Heb je meer kosten dan inkomen? Het BOX 1-inkomen mag door de persoonsgebonden aftrek niet negatief worden. Het deel dat niet helemaal in BOX 1 aftrekbaar is, trek je af van het BOX 3-inkomen. Houd je dan nog aftrek over, dan is het restant aftrekbaar in BOX 2. Een daarna overblijvend restant van de persoonsgebonden aftrek schuift door naar volgend jaar. Het restant wordt dan verrekend met het inkomen in een volgend jaar. Verrekening met voorgaande jaren is niet mogelijk.
Meer informatie:
Wat valt onder persoonsgebonden aftrek
Persoonsgebonden aftrekposten zijn:
- Betaalde (partner)alimentatie en andere uitgaven voor onderhoudsverplichtingen;
- Uitgaven voor specifieke zorgkosten;
- Uitgaven voor tijdelijk verblijf thuis van ernstig gehandicapten;
Het gaat hier bijvoorbeeld om uitgaven voor weekendbezoek van gehandicapten vanaf 21 jaar die in een Wlz-instelling verblijven. De uitgaven voor halen en brengen en extra kosten die het verblijf bij jou thuis met zich meebrengen zijn aftrekbaar.
- Studiekosten en andere scholingsuitgaven;
Het gaat hier om studiekosten of andere scholingsuitgaven voor een studie die gericht is op verwerving, behoud of verbetering van de inkomenspositie. Je fiscale partner mag deze uitgaven ook voor jou hebben gedaan. Sommige uitgaven zijn niet aftrekbaar. Daarnaast geldt voor de aftrek van studiekosten een drempel van € 250,- per persoon.

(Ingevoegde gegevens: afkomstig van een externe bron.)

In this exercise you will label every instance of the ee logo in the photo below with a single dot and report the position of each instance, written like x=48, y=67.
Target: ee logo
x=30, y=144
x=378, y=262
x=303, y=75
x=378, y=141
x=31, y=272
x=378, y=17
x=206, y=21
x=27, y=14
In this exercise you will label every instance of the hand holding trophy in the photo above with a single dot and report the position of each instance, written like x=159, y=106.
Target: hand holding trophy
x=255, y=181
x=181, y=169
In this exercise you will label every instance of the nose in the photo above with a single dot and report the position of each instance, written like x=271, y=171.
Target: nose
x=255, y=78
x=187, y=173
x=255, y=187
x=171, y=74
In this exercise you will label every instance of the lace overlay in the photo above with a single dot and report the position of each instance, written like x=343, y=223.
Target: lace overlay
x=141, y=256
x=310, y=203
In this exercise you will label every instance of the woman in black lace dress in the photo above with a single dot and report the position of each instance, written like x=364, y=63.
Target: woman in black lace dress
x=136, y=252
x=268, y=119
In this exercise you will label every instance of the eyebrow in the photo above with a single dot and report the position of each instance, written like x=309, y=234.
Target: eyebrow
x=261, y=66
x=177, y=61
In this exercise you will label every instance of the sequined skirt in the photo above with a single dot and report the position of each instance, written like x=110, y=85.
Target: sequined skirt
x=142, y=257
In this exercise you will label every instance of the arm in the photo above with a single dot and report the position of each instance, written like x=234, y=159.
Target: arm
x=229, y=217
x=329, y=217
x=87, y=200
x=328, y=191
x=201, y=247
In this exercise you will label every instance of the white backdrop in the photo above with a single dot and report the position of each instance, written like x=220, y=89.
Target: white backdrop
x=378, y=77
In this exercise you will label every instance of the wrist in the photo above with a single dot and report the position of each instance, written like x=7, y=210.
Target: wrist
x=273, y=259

Buiten de standaardstudieperiode zijn kosten maximaal tot € 15.000,- aftrekbaar.
- Aftrekbare giften;
Of je een gift mag aftrekken hangt af van de instelling waaraan je de gift doet en op welke manier je de gift doet. Voor de giften die je wilt doen, is het belangrijk om na te gaan of de instelling waaraan je wilt geven, door de Belastingdienst als ‘goed doel’ is erkend. Als dat (nog) niet het geval is, is de gift niet aftrekbaar! Let dus goed op aan welke voorwaarden de gift moet voldoen om aftrek te kunnen krijgen.
- Persoonsgebonden aftrek over vorige jaren.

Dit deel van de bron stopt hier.